Another complicating factor is the fact that, in Canada, infusions are most often carried out in free-standing clinics, most of which are owned by Janssen and supply Janssen’s drugs, not biosimilars.

Despite resistance from the brand-name drug makers, GSC began a transition of existing patients to biosimilars of infliximab and etanercept. The program, which was optional for GSC’s clients, has been highly successful, as reported previously, and patients were largely accepting of the switch.

However, approximately 20% of GSC’s patients who were eligible to move to a biosimilar chose to remain on the reference drug. That raised questions about how patients were paying for the difference in price between the biosimilar and the reference: “what our patients told us [is that] they’re not,” said Pojskic. “The originator manufacturer stepped in and paid the difference for them so they could keep [the patients].”

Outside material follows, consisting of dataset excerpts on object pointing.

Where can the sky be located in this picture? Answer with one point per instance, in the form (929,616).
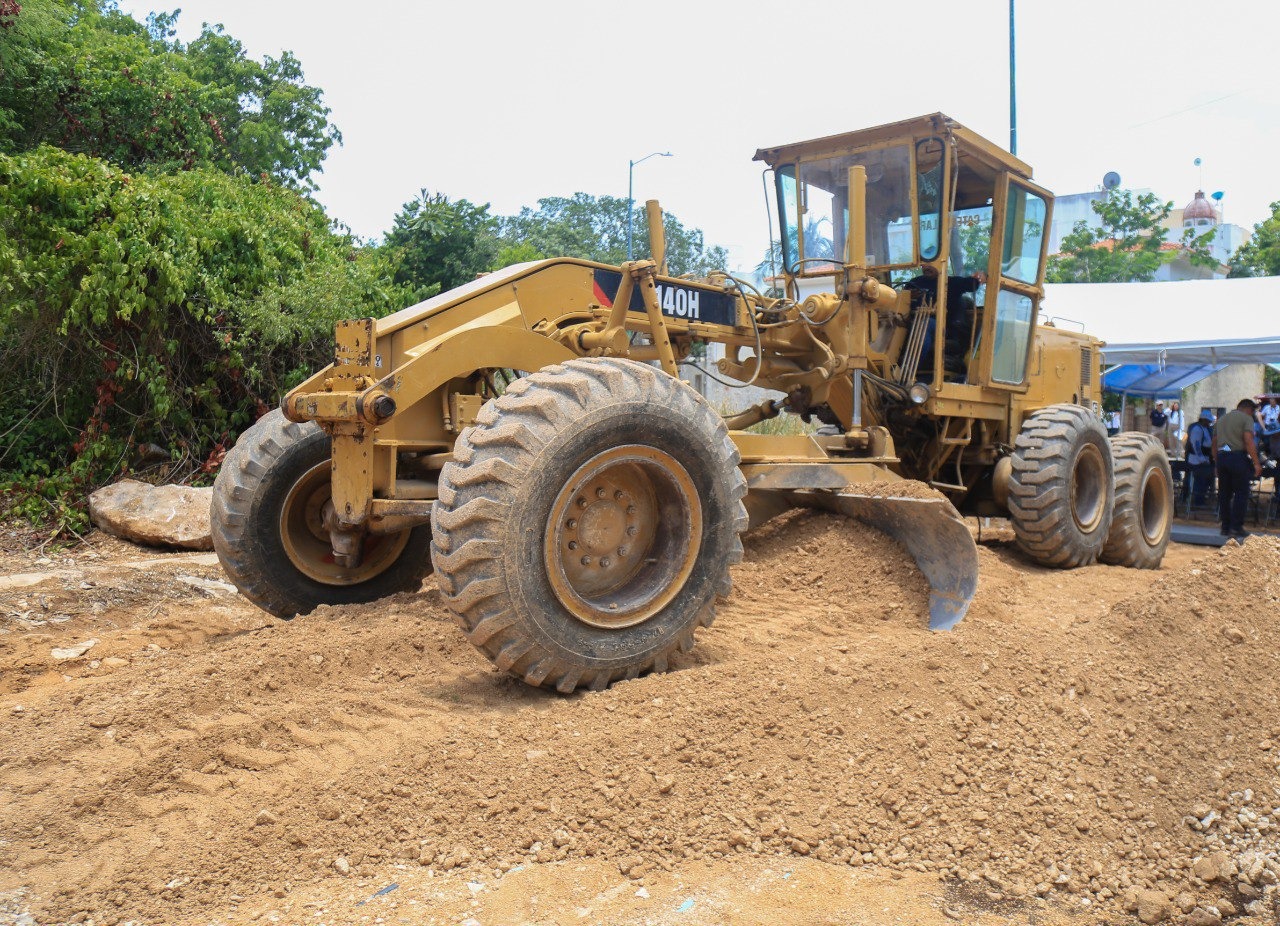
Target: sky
(507,103)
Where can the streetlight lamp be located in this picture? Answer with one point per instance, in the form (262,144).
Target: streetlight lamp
(631,167)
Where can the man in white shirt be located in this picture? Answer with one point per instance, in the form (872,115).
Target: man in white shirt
(1269,416)
(1176,429)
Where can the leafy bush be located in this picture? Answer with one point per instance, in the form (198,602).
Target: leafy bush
(159,310)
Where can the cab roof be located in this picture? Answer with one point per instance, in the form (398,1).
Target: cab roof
(922,126)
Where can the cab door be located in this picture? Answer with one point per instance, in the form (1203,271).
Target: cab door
(1015,282)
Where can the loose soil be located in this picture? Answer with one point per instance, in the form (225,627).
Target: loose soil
(1086,747)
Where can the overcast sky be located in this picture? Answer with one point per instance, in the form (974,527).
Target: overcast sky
(506,103)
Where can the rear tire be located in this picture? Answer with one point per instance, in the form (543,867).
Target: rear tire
(588,523)
(1061,488)
(268,533)
(1144,502)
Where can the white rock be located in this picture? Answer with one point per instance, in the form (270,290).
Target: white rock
(73,652)
(155,515)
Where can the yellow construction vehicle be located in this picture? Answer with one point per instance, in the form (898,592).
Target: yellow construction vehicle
(529,434)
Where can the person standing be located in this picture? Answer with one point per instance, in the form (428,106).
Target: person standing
(1160,424)
(1269,416)
(1176,428)
(1200,457)
(1237,456)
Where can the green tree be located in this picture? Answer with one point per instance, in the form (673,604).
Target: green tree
(1128,245)
(85,77)
(595,228)
(1260,255)
(159,309)
(438,243)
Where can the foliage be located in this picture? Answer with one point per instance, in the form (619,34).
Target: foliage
(1260,255)
(91,80)
(439,243)
(140,310)
(1127,247)
(595,228)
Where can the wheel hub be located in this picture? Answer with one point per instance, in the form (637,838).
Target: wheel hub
(1088,489)
(622,536)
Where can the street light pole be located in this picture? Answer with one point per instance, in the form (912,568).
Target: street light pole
(1013,86)
(631,167)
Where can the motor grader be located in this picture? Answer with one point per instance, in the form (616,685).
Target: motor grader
(529,436)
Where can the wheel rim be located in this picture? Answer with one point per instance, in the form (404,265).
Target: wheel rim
(622,536)
(1155,505)
(306,541)
(1088,488)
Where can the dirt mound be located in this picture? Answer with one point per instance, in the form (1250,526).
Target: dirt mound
(1092,735)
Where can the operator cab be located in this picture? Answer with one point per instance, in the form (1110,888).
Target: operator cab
(938,199)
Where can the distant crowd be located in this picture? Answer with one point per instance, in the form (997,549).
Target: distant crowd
(1225,454)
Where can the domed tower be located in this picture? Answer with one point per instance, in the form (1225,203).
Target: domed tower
(1200,213)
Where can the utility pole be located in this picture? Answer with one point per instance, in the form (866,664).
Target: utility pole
(1013,86)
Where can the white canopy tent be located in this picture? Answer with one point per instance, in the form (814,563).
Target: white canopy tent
(1162,337)
(1187,311)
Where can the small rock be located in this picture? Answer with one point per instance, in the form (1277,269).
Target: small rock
(1153,906)
(1224,865)
(73,652)
(155,515)
(1205,869)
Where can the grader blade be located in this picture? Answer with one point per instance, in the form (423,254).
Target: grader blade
(933,534)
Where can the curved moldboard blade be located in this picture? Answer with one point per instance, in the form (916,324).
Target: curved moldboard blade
(932,532)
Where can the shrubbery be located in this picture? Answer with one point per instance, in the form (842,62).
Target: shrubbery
(159,310)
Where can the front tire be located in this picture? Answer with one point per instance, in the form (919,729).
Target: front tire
(588,523)
(269,534)
(1061,488)
(1144,502)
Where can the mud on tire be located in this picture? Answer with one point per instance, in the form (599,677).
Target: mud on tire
(1061,489)
(274,550)
(1143,512)
(499,523)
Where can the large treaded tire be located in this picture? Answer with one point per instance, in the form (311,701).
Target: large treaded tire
(494,514)
(1143,514)
(1061,488)
(252,487)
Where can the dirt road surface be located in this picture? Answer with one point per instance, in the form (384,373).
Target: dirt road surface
(1089,747)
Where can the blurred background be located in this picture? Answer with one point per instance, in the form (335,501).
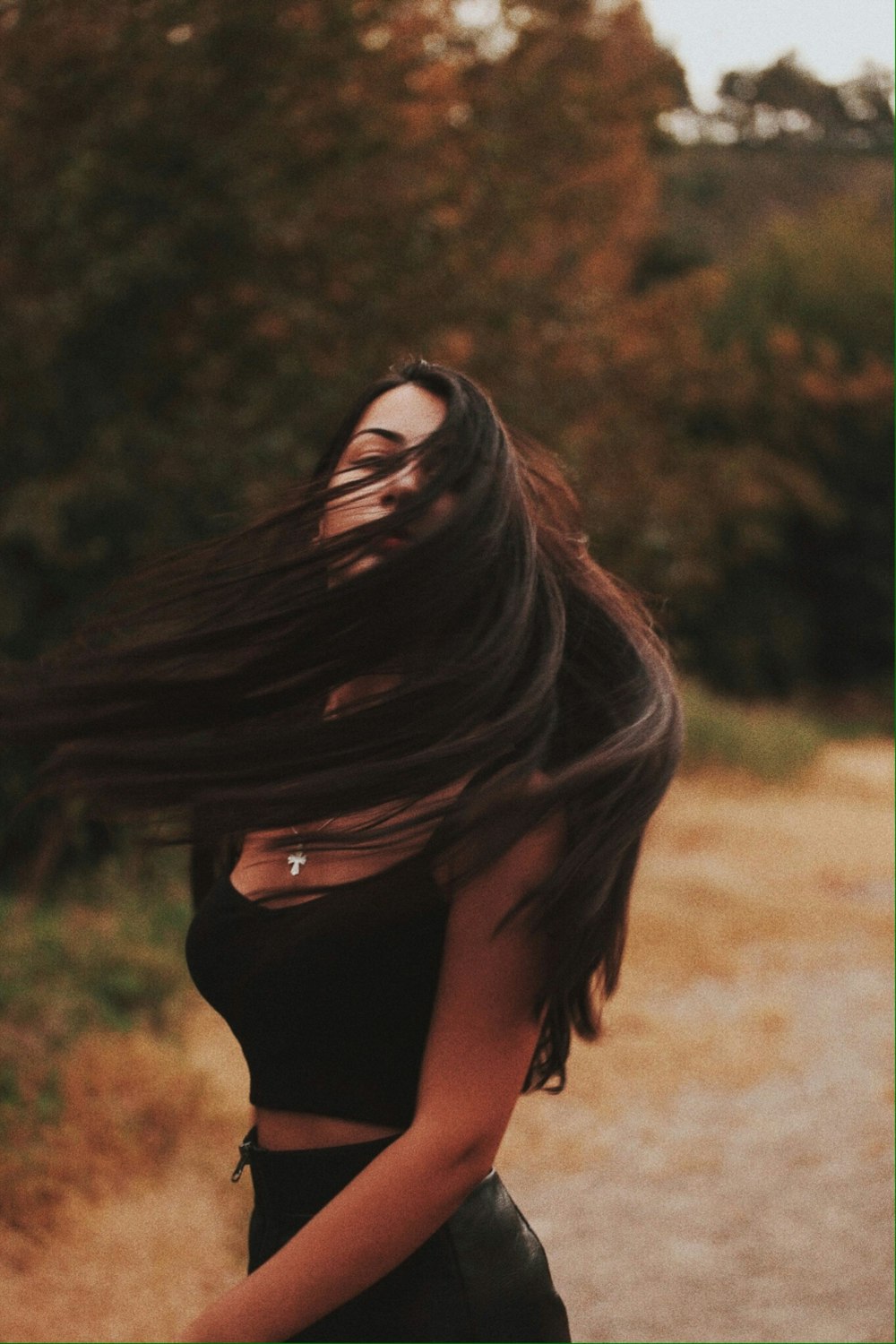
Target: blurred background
(218,220)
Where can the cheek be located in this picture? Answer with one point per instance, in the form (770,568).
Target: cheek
(346,513)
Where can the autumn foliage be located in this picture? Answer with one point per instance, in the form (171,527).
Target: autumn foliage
(220,218)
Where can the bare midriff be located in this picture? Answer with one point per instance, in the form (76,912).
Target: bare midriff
(281,1129)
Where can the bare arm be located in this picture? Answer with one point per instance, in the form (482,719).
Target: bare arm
(478,1051)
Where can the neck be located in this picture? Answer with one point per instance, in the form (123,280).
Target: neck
(362,688)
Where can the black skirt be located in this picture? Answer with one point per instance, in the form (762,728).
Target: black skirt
(481,1277)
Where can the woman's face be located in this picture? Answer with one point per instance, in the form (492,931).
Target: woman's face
(398,419)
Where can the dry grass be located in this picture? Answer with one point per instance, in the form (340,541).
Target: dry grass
(125,1107)
(739,882)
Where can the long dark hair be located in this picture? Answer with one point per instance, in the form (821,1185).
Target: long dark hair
(202,694)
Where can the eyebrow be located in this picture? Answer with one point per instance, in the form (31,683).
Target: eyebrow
(384,433)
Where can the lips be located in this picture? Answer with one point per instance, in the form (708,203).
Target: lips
(395,540)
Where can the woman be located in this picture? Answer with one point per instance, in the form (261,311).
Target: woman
(437,728)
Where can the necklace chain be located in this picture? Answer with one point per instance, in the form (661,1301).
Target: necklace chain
(297,857)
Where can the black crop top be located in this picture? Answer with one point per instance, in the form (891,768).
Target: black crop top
(330,999)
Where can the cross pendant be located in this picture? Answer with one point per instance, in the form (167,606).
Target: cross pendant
(296,860)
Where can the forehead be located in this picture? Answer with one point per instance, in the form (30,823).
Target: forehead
(408,410)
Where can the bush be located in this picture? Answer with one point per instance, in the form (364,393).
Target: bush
(771,742)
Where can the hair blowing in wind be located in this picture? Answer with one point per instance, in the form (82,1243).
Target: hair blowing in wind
(495,648)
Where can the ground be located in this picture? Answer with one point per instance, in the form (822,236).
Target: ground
(719,1168)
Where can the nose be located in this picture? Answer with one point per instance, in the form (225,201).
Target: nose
(405,480)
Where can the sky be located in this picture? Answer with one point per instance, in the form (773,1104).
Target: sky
(833,38)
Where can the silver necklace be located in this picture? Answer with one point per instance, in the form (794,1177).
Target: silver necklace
(297,857)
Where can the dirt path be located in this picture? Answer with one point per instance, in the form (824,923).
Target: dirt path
(719,1169)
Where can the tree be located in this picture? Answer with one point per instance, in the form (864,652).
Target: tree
(788,104)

Pojskic also noted that Janssen has offered Remicade for the price of 1 cent to many Canadian hospitals—a statement backed by results of a recent investigation—which provided substantial savings to the healthcare system and allowed new patients to be treated. Therefore, in GSC’s policy that only requires treatment-naïve patients to start with a biosimilar, these patients cannot be given a biosimilar unless they are taking part in a switching program “because you just came out of the hospital with 1 infusion.”

These challenges and the strategies of innovator product sponsors notwithstanding, Pojskic sees the effort toward adopting biosimilars as a necessary process. “I think 5 years from today, we’re going to look at biosimilar transitioning as a no-brainer…but we have to go through this.”